A SEMI-AUTOBIOGRAPHICAL SERIES OF SHORT STORIES SET DURING THE VIETNAM WAR
Genre: short story collectionReference edition: O’Brien, T. (1991) The Things They Carried. New York: Penguin.1stedition: 1990Themes: Vietnam War, ‘truth’ vs ‘fact’, suicide, PTSD, memories, camaraderie, lossThe Things They Carried is a collection of interconnected short stories that span multiple decades and settings, but have a centring force in O’Brien’s personal connections to Vietnam. While grounded in the factual realities of the war and O’Brien’s experiences, the stories are also partly fictionalised: an important distinction throughout the collection is between ‘story-truth’ and ‘happening-truth’. Happening-truth comprises objective chronological events, while story-truth focuses more on the psychological reality of those events for O’Brien and others involved in the Vietnam War.
First Lieutenant Jimmy Cross and his platoon march endlessly across Vietnam. As the title of the story suggests, the focus is on what all the soldiers carry: not only their physical gear, but also their emotional and psychological burdens.
The episode centres primarily on Jimmy Cross, who finds himself trapped in an unrequited love with a girl named Martha. His thoughts are frequently preoccupied with her – he carries thoughts of her as a burden – to the point where it affects his ability to lead his platoon. We are repeatedly told of Ted Lavender when the platoon is described, and are constantly reminded that he is to be killed in a later part of the story. When this does finally occur, Jimmy Cross comes to a certain understanding within himself. He thinks it his fault that Ted Lavender was shot, since he was thinking not of his men but of Martha.
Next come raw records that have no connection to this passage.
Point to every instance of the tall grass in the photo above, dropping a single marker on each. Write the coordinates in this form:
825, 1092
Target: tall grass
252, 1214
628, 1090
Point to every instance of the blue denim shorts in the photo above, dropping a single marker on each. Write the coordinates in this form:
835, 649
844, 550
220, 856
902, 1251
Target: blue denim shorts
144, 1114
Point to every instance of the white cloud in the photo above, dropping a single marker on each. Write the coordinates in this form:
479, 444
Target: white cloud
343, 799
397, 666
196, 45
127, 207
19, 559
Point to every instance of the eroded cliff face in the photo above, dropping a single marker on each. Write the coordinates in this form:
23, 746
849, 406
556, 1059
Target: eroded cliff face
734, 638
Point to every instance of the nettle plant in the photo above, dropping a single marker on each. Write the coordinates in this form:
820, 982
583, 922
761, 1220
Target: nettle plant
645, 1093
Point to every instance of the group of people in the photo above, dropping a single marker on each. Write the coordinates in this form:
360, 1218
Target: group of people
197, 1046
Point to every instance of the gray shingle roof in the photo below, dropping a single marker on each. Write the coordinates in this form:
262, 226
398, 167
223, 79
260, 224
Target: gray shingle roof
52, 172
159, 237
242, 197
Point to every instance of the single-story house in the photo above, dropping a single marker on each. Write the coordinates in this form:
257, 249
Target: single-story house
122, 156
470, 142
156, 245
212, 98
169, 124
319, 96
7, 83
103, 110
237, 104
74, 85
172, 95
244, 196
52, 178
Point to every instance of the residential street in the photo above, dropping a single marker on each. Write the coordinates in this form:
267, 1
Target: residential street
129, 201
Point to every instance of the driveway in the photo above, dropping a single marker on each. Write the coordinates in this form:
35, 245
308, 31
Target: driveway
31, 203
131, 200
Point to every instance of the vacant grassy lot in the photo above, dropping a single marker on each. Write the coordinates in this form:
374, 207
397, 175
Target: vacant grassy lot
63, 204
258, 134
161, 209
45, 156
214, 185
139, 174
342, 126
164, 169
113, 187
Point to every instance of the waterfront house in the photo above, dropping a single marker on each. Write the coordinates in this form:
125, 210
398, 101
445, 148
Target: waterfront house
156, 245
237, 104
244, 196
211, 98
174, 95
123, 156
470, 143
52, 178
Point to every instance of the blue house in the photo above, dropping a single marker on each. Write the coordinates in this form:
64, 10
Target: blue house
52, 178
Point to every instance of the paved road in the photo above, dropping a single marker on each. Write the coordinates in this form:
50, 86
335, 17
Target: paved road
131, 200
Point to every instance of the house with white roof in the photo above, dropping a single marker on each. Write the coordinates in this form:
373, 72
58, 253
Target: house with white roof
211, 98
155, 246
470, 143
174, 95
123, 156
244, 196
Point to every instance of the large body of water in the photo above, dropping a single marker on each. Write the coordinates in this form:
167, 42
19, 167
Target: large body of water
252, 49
After a night of crying, he decides the following morning that he in fact loves and hates Martha, and burns a photograph he had of her. From then on, he decides to be a stricter Lieutenant, and to bring his platoon in line.
The narrator, Tim O’Brien, details his time spent talking with Jimmy Cross several years after the war. After some drinks, Jimmy Cross talks about how he met Martha again at a high school reunion, and while he still loved her, she rejected him. However, she gave him a replacement photograph for the one he burned.
Tim O’Brien reflects on how memories of the war replay constantly in his head. Most significant is the “bad stuff [that] never stops happening […] replaying itself over and over” (p. 36), but what is often more frequent are the “odd little fragments that have no beginning and no end” (p. 39).